In this part, I will cover the following topics:
- Connecting a crypto wallet via a frontend, and detecting states in MetaMask
- Backend endpoints needed to manage wallet connections, wallet signature, and JSON Web Tokens.
- Data models for users.
You will find that there isn’t much complexity in this article. Authenticating a crypto wallet is most about calling methods from the wallet API from the frontend, and then passing data around between the frontend and the backend for verification.
Connecting a Crypto Wallet
Whatever software you build that will have to interact with the Ethereum blockchain, either reading data or transacting, you’ll need to connect to an Ethereum node to access the Ethereum blockchain.

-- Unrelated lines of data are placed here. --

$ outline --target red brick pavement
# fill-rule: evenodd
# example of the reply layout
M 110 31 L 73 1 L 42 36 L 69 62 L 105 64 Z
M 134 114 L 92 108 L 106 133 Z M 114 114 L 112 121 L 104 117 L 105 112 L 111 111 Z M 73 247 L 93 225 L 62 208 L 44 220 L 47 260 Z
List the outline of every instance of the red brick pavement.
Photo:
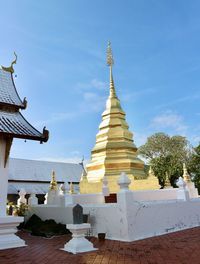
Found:
M 131 243 L 90 238 L 99 250 L 77 255 L 59 250 L 68 235 L 51 239 L 18 235 L 28 246 L 0 250 L 0 264 L 200 264 L 200 227 Z

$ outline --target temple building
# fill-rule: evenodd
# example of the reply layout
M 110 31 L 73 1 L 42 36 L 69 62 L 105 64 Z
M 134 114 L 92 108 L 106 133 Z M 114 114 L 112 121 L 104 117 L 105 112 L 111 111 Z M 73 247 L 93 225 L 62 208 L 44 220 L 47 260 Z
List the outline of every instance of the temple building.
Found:
M 144 162 L 137 157 L 133 134 L 129 131 L 125 112 L 116 94 L 112 74 L 113 63 L 109 43 L 107 64 L 110 68 L 110 92 L 106 109 L 102 114 L 99 132 L 96 135 L 96 143 L 91 152 L 91 161 L 86 166 L 87 175 L 82 177 L 81 192 L 83 193 L 100 191 L 98 186 L 101 186 L 104 177 L 107 178 L 110 191 L 116 192 L 118 190 L 117 179 L 121 172 L 125 172 L 130 178 L 131 189 L 134 189 L 134 178 L 145 178 Z M 151 187 L 159 188 L 157 179 L 154 180 Z M 143 189 L 142 186 L 141 189 Z
M 23 221 L 22 217 L 9 217 L 6 215 L 8 190 L 8 161 L 10 148 L 14 138 L 37 140 L 47 142 L 48 130 L 39 132 L 21 114 L 27 106 L 27 101 L 20 99 L 13 80 L 13 64 L 10 67 L 0 68 L 0 249 L 21 247 L 25 243 L 15 236 L 15 227 Z M 9 241 L 9 243 L 8 243 Z
M 9 159 L 8 201 L 16 203 L 21 189 L 26 191 L 26 198 L 34 193 L 43 203 L 49 189 L 52 171 L 56 173 L 58 187 L 73 183 L 74 190 L 79 191 L 79 182 L 83 167 L 79 163 L 66 163 L 45 160 Z

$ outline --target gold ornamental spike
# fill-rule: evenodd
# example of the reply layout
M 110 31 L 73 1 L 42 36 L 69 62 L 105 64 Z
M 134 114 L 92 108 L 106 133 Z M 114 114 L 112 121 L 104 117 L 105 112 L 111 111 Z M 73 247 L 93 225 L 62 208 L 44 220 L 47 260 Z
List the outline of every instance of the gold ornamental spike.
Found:
M 49 189 L 55 190 L 55 191 L 57 191 L 57 189 L 58 189 L 58 185 L 57 185 L 57 181 L 56 181 L 56 177 L 55 177 L 55 171 L 52 171 Z
M 114 64 L 113 60 L 113 54 L 112 54 L 112 48 L 111 48 L 111 43 L 108 41 L 108 48 L 107 48 L 107 65 L 111 66 Z
M 151 165 L 149 167 L 149 177 L 155 177 L 155 174 L 154 174 L 154 171 L 153 171 Z
M 4 66 L 1 66 L 1 68 L 2 68 L 4 71 L 10 72 L 10 73 L 14 73 L 13 65 L 17 63 L 17 54 L 16 54 L 15 52 L 14 52 L 14 56 L 15 56 L 15 59 L 12 61 L 10 67 L 4 67 Z
M 69 185 L 69 193 L 74 194 L 74 185 L 72 182 L 70 182 L 70 185 Z
M 115 85 L 114 85 L 113 74 L 112 74 L 113 64 L 114 64 L 114 59 L 113 59 L 113 54 L 112 54 L 111 43 L 109 41 L 108 47 L 107 47 L 107 65 L 110 67 L 110 97 L 116 97 Z
M 187 167 L 185 163 L 183 163 L 183 179 L 185 182 L 191 182 L 191 177 L 187 171 Z

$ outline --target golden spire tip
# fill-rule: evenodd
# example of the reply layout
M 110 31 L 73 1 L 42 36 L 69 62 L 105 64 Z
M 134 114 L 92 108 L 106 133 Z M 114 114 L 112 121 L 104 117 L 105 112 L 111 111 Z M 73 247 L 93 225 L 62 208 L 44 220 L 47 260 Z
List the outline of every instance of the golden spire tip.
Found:
M 113 60 L 113 54 L 112 54 L 112 49 L 111 49 L 111 43 L 108 41 L 108 47 L 107 47 L 107 65 L 111 66 L 114 64 Z

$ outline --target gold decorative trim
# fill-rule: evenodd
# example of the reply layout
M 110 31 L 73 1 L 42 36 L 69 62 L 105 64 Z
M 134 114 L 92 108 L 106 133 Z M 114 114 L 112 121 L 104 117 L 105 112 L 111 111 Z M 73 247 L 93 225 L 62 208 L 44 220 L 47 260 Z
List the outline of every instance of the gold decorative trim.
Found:
M 52 171 L 49 189 L 54 191 L 58 190 L 55 171 Z

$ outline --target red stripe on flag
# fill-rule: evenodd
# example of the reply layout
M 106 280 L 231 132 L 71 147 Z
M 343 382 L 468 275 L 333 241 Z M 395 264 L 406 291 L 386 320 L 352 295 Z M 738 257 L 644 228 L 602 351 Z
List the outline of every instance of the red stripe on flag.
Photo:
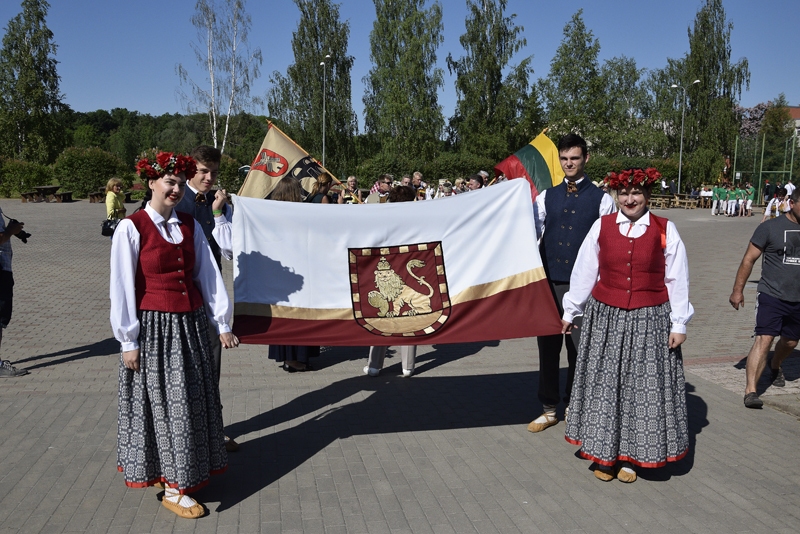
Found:
M 511 310 L 500 314 L 497 310 Z M 416 337 L 372 334 L 353 319 L 304 320 L 236 315 L 233 332 L 242 343 L 320 346 L 432 345 L 515 339 L 561 333 L 553 293 L 547 280 L 491 297 L 456 304 L 442 328 Z
M 515 178 L 526 179 L 528 184 L 531 186 L 531 201 L 536 200 L 539 190 L 536 188 L 536 184 L 533 183 L 533 180 L 528 174 L 528 170 L 525 168 L 525 165 L 522 164 L 522 161 L 520 161 L 516 155 L 512 154 L 495 165 L 494 172 L 496 175 L 504 174 L 509 180 L 513 180 Z

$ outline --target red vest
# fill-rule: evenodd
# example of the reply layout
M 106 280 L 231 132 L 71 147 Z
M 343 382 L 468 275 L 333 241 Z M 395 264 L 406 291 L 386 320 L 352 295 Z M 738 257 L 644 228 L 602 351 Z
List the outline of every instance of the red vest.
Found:
M 144 210 L 129 218 L 139 232 L 139 263 L 136 267 L 136 307 L 170 313 L 191 312 L 203 305 L 203 297 L 192 280 L 194 270 L 194 218 L 176 212 L 183 241 L 170 243 L 158 233 Z
M 669 300 L 664 284 L 662 232 L 667 219 L 650 214 L 650 226 L 636 239 L 620 234 L 617 214 L 604 215 L 600 222 L 600 281 L 592 296 L 609 306 L 635 310 L 658 306 Z

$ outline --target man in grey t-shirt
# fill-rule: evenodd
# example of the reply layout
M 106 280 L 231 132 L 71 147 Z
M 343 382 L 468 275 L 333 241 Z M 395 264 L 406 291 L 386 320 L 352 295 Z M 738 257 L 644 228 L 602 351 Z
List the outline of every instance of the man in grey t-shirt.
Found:
M 783 387 L 785 379 L 780 365 L 800 338 L 800 189 L 789 198 L 789 211 L 761 223 L 753 233 L 733 284 L 730 303 L 735 310 L 744 305 L 744 284 L 762 254 L 755 341 L 747 355 L 744 405 L 748 408 L 763 405 L 756 384 L 764 372 L 772 341 L 780 336 L 770 365 L 772 385 Z

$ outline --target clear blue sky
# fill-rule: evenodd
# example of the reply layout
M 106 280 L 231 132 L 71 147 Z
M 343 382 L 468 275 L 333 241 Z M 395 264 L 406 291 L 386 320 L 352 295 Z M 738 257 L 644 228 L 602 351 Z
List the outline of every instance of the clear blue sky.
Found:
M 688 51 L 687 29 L 701 3 L 509 0 L 508 13 L 516 13 L 517 23 L 525 27 L 528 45 L 519 57 L 533 55 L 534 81 L 547 75 L 563 27 L 581 5 L 587 28 L 600 41 L 601 62 L 626 55 L 639 67 L 652 69 Z M 361 79 L 371 67 L 369 32 L 375 8 L 371 0 L 341 0 L 340 4 L 342 19 L 350 21 L 347 52 L 355 57 L 353 103 L 363 122 Z M 449 116 L 456 95 L 444 59 L 448 52 L 455 57 L 463 53 L 458 38 L 464 32 L 466 2 L 441 0 L 441 4 L 444 43 L 438 60 L 446 76 L 439 102 Z M 190 22 L 194 5 L 194 0 L 50 0 L 47 23 L 58 45 L 56 59 L 67 104 L 76 111 L 121 107 L 156 115 L 183 112 L 176 96 L 179 81 L 175 65 L 182 63 L 201 74 L 190 48 L 190 42 L 196 39 Z M 298 10 L 291 0 L 249 0 L 247 6 L 253 19 L 250 44 L 260 47 L 264 54 L 262 76 L 253 89 L 264 94 L 270 86 L 269 74 L 274 70 L 285 72 L 294 60 L 290 41 L 297 28 Z M 746 57 L 750 62 L 750 90 L 742 95 L 742 105 L 753 106 L 781 92 L 791 105 L 799 105 L 796 33 L 800 1 L 726 0 L 725 9 L 734 25 L 732 59 Z M 8 21 L 20 11 L 19 0 L 0 2 L 3 33 Z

For most use cases, you won’t be running your own Ethereum node, and you won’t be calling directly any Ethereum node either. Instead you’ll use a third party that offers a centralized point of access to the blockchain: you connect to their backend servers, which are connected to the blockchain. It’s kind of counter-intuitive that we have to use centralized third party providers when you think about it given that one of the core tenets of the blockchain is that it’s fully decentralized, but that’s what we have to deal with these days.
As a human user of the blockchain, you need a crypto wallet to initiate various actions and execute smart contracts. Every Ethereum client implements the same JSON-RPC specifications, which is the standard that applications can rely on to interact with the blockchain.